THE war in Iraq has entered its second week and by all accounts it is not going to be short and easy.
The US, with its overwhelming firepower, has miscalculated the will and resolve of the Iraqis to fight and are still waiting for the heroes' welcome by the masses that were to have risen up against the Saddam Hussein regime.
The mass destruction of Baghdad, a city steeped in history, with bombs and cruise missiles is not winning the US friends around the world.
It has hurt the people it is trying to “liberate.” The deaths of innocent civilians will make the Iraqis hate Americans more and the reconstruction reconciliation after the war will be a harder task.
While the war is playing out some 5,000 miles away, Muslims living in the US are worried about a possible backlash.
After the Sept 11, 2001, terrorist attacks, life has changed for Muslims, especially those coming from the Middle-East, Pakistan, Bangladesh, India and Indonesia. Even non-Muslims like Sikhs are affected.

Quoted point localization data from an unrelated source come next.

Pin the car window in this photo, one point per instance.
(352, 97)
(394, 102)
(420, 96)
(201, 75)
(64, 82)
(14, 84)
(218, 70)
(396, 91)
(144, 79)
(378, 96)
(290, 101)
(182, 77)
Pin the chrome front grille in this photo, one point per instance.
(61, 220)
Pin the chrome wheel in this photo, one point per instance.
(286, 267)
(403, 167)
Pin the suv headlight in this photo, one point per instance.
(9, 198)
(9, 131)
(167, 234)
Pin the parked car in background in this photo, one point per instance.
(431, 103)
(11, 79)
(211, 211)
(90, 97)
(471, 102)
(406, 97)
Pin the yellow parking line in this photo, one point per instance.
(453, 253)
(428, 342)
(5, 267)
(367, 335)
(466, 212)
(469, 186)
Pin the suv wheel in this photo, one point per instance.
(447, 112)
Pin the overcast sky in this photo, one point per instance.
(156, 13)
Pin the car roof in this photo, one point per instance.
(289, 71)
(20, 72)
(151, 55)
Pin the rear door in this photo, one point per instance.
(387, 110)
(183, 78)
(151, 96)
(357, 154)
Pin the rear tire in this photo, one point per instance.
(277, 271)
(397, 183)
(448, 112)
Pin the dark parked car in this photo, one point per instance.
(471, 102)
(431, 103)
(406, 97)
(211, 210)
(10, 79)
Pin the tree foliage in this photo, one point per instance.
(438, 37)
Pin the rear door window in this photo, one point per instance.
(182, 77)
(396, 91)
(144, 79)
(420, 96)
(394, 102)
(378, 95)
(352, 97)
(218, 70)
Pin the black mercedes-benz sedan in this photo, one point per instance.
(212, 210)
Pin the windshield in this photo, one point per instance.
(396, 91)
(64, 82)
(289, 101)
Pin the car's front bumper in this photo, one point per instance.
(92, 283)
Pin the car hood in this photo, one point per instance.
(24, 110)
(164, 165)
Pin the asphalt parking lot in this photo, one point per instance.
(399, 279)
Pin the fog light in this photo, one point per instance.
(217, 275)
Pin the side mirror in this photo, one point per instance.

Detentions, deportations and special registration requirements have created fear among immigrant communities.
On March 19, the New York Immigration Coalition, an NGO, wrote to Mayor Michael Bloomberg over its concern for the safety of immigrants who fear they may become victims of hate crimes because of the war in Iraq.
The organisation’s executive director Margie McHugh said victims of hate crimes may not report such incidents because they fear the police will report them to immigration officials.
She said that in March the federal government announced a domestic war contingency plan enlisting the participation of joint terrorism task forces, including state and local police, to investigate thousands of Iraqi and other immigrants.
She claimed that broad-based enforcement sweeps were part of the plan.
“This plan has dramatically increased immigrant New Yorkers’ fear of interacting with the police, since it appears that the police will be actively involved in implementing these measures,” she wrote the mayor.
An imam in New York recently advised Muslims to take extra precautions.
“You could be targets of hate crimes once the body bags start returning home in bigger numbers,” he said.
But there are those who do not share his view.
“I don’t think so. Americans know that they are the ones going to war. No one is attacking them so I don’t expect them to attack Muslims,” said Sheikh Fadhel Al-Sahlani, the imam of the Imam Al-Khoei Islamic Center in Jamaica, New York.
Sheikh Fadhel, a Shia Muslim from Basra, Iraq’s second biggest city, while expressing sadness for the suffering resulting from the war, felt it had to be done.
“It’s like a sick person who has to undergo an operation. We may not like to do it but we have to.
“If Saddam was concerned for the people, he should have left the country,” said Sheikh Fadhel, who has lived in the US for 14 years and is the director/minister of religion and vice-president of the Imam Al-Khoei Foundation.
He claimed that most of the Iraqi refugees who came to the US in the early 90s shared his view.
Office administrator Shaaina Remtulla is also confident there would be no attacks against Muslims in New York because “it is so cosmopolitan, nearly everyone is an immigrant.”
Since the orange high alert was issued, armed police personnel have been stationed outside places of worship like mosques, churches and synagogues while enforcement agencies like the FBI are making extra efforts to reach out to Muslims.
Mayor Bloomberg underscored this point when he and a group of officials from City Hall were present during Friday prayers at the Imam Al-Khoei Islamic Center.
(Last Sunday, he attended service at an African-American church in Harlem.)
His visit was to assure Muslims that the city had taken steps to address any case of discrimination.
“Salam Mulaikum or peace be upon you for those who don't speak Arabic,” he told the congregation and a large group of journalists covering the event.
“Today, almost 40% of New Yorkers are people from other lands, including 600,000 Muslims from 20 countries, and we benefit tremendously from your hard work, talent and desire to create better lives for yourselves and your families.”
He said the city respected the rights of everyone to practise his or her faith, free of intimidation and discrimination.
“More than a 100 years before the American declaration of independence, the people of the town of Flushing in Queens took a stand for religious freedom. They sent a letter to Peter Stuyvesant, the Governor of New Amsterdam, reminding him that ‘the law of love, peace and liberty’ covered people of every faith and they specifically mentioned people who worshipped Allah.
“That was the spirit of the people of New Amsterdam in 1657 and it is the law of New York City. As long as I am mayor, that law will be enforced.
“We will not tolerate any illegal or disrespectful acts directed against Muslims, the community, businesses, mosques or any other institutions.”
He said the city’s Human Rights Committee and City Office of Immigrant Affairs were conducting a survey documenting instances of anti-Arab or anti-Islamic discrimination and the city would use the information to prevent further incidents.
The mayor’s efforts to assure the people that he will not tolerate abuse and discrimination is one thing. Whether this message filters down the line is another. At the moment, there is great distrust for law enforcement agencies.